Updated: Apr 19, 2020
Life is all about balance. It’s a constant juggle of needs, priorities and wants. This is highlighted in the New Year, in January, when we are all looking towards the New Year with our new goals in hand.
Though we may be good intentioned with our goals, there may come a time when we need to stop and check and see if our goal may be impacting our life in a way that may have unintended negative consequences.
As a personal trainer I often see this happen. For example a client may decide he or she wants to lose weight. This is a very valid goal and one that has the potential to massively improve the quality of someone’s life.
The problem comes when the actions taken towards this goal can have harmful implications. For example, this may lead to someone missing out on all social occasions where there is alcohol served or avoiding going to family, friend or work dinners, where there is a risk of over-eating or where the food served may not be healthy.
Other examples of actions towards meeting this goal which may lead to unintended consequences include missing out on a large number of meals, cutting out carbs and other crash dieting methods, and following a range of fad diets or limiting themselves to green smoothies. In fact, there are a huge number of ways to over-exhaust a goal such as this weight loss one.
Another example, one which is non health and fitness based, may be to save money. This may lead someone to over-exhaust this goal by saying no to all holidays and weekend breaks with friends, avoiding putting on the heating in their homes in the cold months, or eating unappetising canned soups or plain pasta dishes which they simply do not enjoy.
When we over-exhaust a goal by taking actions which may be a little over-reactive and a little too fast, we are likely to see some of our goal met on a short term level. For example the client may lose a few pounds in the first week or the client may save £30 compared to regular expenditure levels.
Unfortunately, as with everything in life, sooner or later a balance is met.
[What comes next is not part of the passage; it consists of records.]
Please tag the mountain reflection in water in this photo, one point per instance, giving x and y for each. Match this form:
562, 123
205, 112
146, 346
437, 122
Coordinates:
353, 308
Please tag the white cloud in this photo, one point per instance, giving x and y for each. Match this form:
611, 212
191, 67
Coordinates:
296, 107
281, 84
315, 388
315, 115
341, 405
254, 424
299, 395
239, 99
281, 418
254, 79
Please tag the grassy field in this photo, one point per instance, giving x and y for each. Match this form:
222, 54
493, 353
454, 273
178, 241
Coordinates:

This usually shows itself, in these examples, as someone ultimately rebelling against their strict eating habits, and ending up eating or drinking much more and not only putting on the weight back to the original body weight but putting much more on, than the initial weight. In the example of the money saving goal, someone is likely to end up splurging much more and then any saved money will be lost or even spending further into the savings.
Ultimately all goals can be met, but there needs to be a long term plan.
Weight can be lost, though this requires some knowledge around nutrition and also an approach which is not overly restrictive and demotivating. This is the same with the money saving goal, where the goal can be met when a challenging yet sustainable amount is put away each month and where lifestyle restriction are not too limiting.
My advice to my clients as their personal trainer is to think big. There is no need to hold back on what you want to achieve through your goals and objectives, though goals need to be attended to with balance, patience and compassion to yourself when working towards them.
Working slowly yet solidly towards a goal can have results which are much more sustainable and can go the mile. Think long term when taking any action that you plan to keep up. Can you see yourself doing it in the long term? Look deep and envision your new actions and see if your current approach to meeting your goal will take you the distance. Don’t be afraid to work with trial and error. The main point is to avoid any sense of burnout that will throw you off course, before you’ve met your goal. Slower progress is better than no progress at all.
Think big with your goals but get support when you can and enjoy the journey.